Le Maroc accroché par le Mali (1-1): Walid Regragui pointé du doigt après ses choix contestés

Le Maroc devra encore patienter pour valider sa qualification. Pourtant largement dominateurs, les Lions de l’Atlas ont été tenus en échec par le Mali (1-1), au terme d’un match frustrant où les limites tactiques et les choix peu inspirés de Walid Regragui ont pesé lourd, notamment en seconde période.
Dans ce choc très attendu de la deuxième journée du groupe A, le pays hôte avait l’occasion idéale de sécuriser son billet pour le second tour devant son public. Mais face à une équipe malienne regroupée, disciplinée et accrocheuse, le Maroc a manqué de justesse, de créativité… et surtout de solutions sur le banc.
Un onze sans surprise… et sans audace
Fidèle à ses principes, Walid Regragui a reconduit quasiment le même onze que lors du premier match, sans réelle remise en question. Ayoub El Kaabi était aligné en pointe, Hakimi restait inexplicablement sur le banc, Mazraoui poursuivait à droite, tandis qu’El Yamiq prenait la place de Saïss en défense centrale. Des choix prudents, voire conservateurs, qui ont rapidement montré leurs limites face à un Mali positionné en 5-3-2, clairement décidé à fermer le jeu.
Malgré une nette domination territoriale et une possession largement marocaine, les occasions franches restaient rares. Brahim Diaz, très actif, a bien tenté d’apporter le déséquilibre, mais le manque de mouvement et de vitesse dans les trente derniers mètres a rendu le jeu des Lions prévisible. La meilleure opportunité avant la pause est d’ailleurs venue d’un cafouillage, conclu par une frappe manquée de Saibari devant un but ouvert.
Un avantage sans maîtrise
Le Maroc a finalement trouvé l’ouverture juste avant la mi-temps, sur penalty, obtenu par Brahim Diaz après une main malienne. Le joueur du Real Madrid s’est chargé lui-même de la transformation (1-0, 45e), masquant provisoirement les carences offensives d’un collectif pourtant supérieur.

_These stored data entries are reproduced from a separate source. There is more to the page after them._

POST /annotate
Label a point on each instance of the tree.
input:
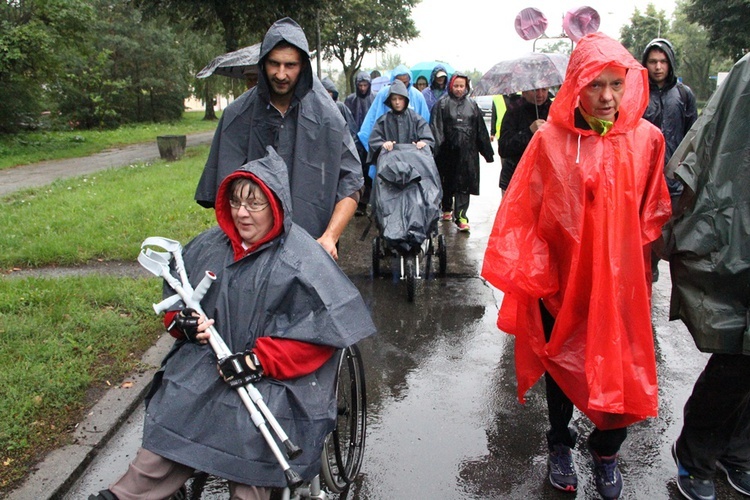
(726, 22)
(696, 61)
(643, 28)
(37, 38)
(358, 27)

Mais loin de profiter de cet avantage pour imposer son rythme après la pause, le Maroc est progressivement retombé dans ses travers : jeu stéréotypé, circulation lente, centres sans réel danger et absence criante de variations tactiques.
Une seconde période mal gérée
Dos au mur, le Mali a logiquement haussé le ton, se projetant davantage en transition. Et c’est sur une action confuse, après un rush de Camara, que les Aigles ont obtenu un penalty, consécutif à une intervention maladroite d’El Yamiq sur Sinayoko. Là encore, l’arbitrage a dû s’appuyer sur la VAR pour une faute pourtant évidente. Sinayoko ne manquait pas l’occasion d’égaliser (1-1, 60e).
À partir de ce moment, le match bascule dans un scénario que Walid Regragui n’a jamais su maîtriser. Les changements opérés – Ben Seghir, Abde Ezzalzouli, En-Nesyri, Rahimi – se sont révélés tardifs et surtout stériles. Aucun ajustement tactique clair, aucun schéma offensif nouveau, simplement un empilement d’attaquants sans véritable animation collective.
Le Mali, bien en place, a géré son résultat avec expérience, cassant le rythme et fermant les espaces, pendant que le Maroc s’enlisait dans une domination aussi stérile qu’inefficace.
Un avertissement sans frais… pour l’instant
Ce match nul laisse un goût amer. Le Maroc reste certes en tête de son groupe et conserve son destin entre ses mains, avec une qualification toujours possible face à la Zambie. Mais cette rencontre met en lumière des signaux préoccupants : manque d’idées face aux blocs bas, rigidité tactique et coaching peu inspiré dans les moments clés.
À ce niveau de compétition, et avec les ambitions affichées, les Lions de l’Atlas ne pourront pas toujours compter sur un penalty pour masquer leurs lacunes. Walid Regragui est désormais attendu au tournant : la CAN se gagne aussi sur le banc.